###################
Dimension selection
###################

In multi-variate settings, it is often useful to reduce the number of
dimensions of the time series. Wildboar supports dimension selection
in the :mod:`wildboar.dimension_selection` module and implements a few
strategies inspired by traditional feature selection.

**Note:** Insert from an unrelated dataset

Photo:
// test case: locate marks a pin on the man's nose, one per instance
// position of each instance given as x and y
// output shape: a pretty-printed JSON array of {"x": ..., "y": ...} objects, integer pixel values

****************************
Dimension variance threshold
****************************

The simplest approach computes the variance between the pairwise distance
between time series within each dimension and is used to filter dimensions
where the time series have low or no variance.

.. execute::
   :context:
   :show-return:

   from wildboar.datasets import load_ering
   from wildboar.dimension_selection import DistanceVarianceThreshold

   X, y = load_ering()
   t = DistanceVarianceThreshold(threshold=9)
   t.fit(X, y)

We set the variance threshold to 9 to filter out any dimensions with a pairwise
distance variance greater than 9.

.. execute::
   :context:
   :show-return:

   t.get_dimensions()

The filter removes only the third dimension.

.. execute::
   :context:
   :show-return:

   t.transform(X).shape

And the resulting transformation contains only the three remaining dimensions.


*****************************
Sequential dimension selector
*****************************

Sequentially select a set of dimensions by adding (forward) or removing
(backward) dimensions to greedily form a subset. At each iteration, the
algorithm chooses the best dimension to add or remove based on the cross
validation score of a classifier or regressor.

.. execute::
   :context:
   :show-return:

   from wildboar.datasets import load_ering
   from wildboar.dimension_selection import SequentialDimensionSelector
   from wildboar.distance import KNeighborsClassifier

   X, y = load_ering()
   t = SequentialDimensionSelector(KNeighborsClassifier(), n_dims=2)
   t.fit(X, y)

We select the dimensions that have the most predictive performance.

.. execute::
   :context:
   :show-return:

   t.get_dimensions()

The resulting transformation contains only those dimensions.

.. execute::
   :context:
   :show-return:

   t.transform(X).shape

.. execute::
   :context:
   :show-return:

   from wildboar.linear_model import RocketClassifier

   X_train, X_test, y_train, y_test = load_ering(merge_train_test=False)

   clf = RocketClassifier(random_state=2)
   clf.fit(X_train, y_train)

.. execute::
   :context:
   :include-source: no
   :show-output:

   print(f"""
   Using all dimensions, the Rocket classifier has an accuracy of
   {clf.score(X_test, y_test):.2f}.
   """)


By using the :func:`~sklearn.pipeline.make_pipeline` function from ``scikit-learn``
we can reduce the number of dimensions.

.. execute::
   :context:
   :show-return:

   from sklearn.pipeline import make_pipeline
   clf = make_pipeline(
      SequentialDimensionSelector(KNeighborsClassifier(), n_dims=3),
      RocketClassifier(random_state=2)
   )
   clf.fit(X_train, y_train)

.. execute::
   :context:
   :include-source: no
   :show-output:

   print(f"""
   Using only the selected dimensions, the Rocket classifier instead has an
   accuracy of {clf.score(X_test, y_test):.2f}.
   """)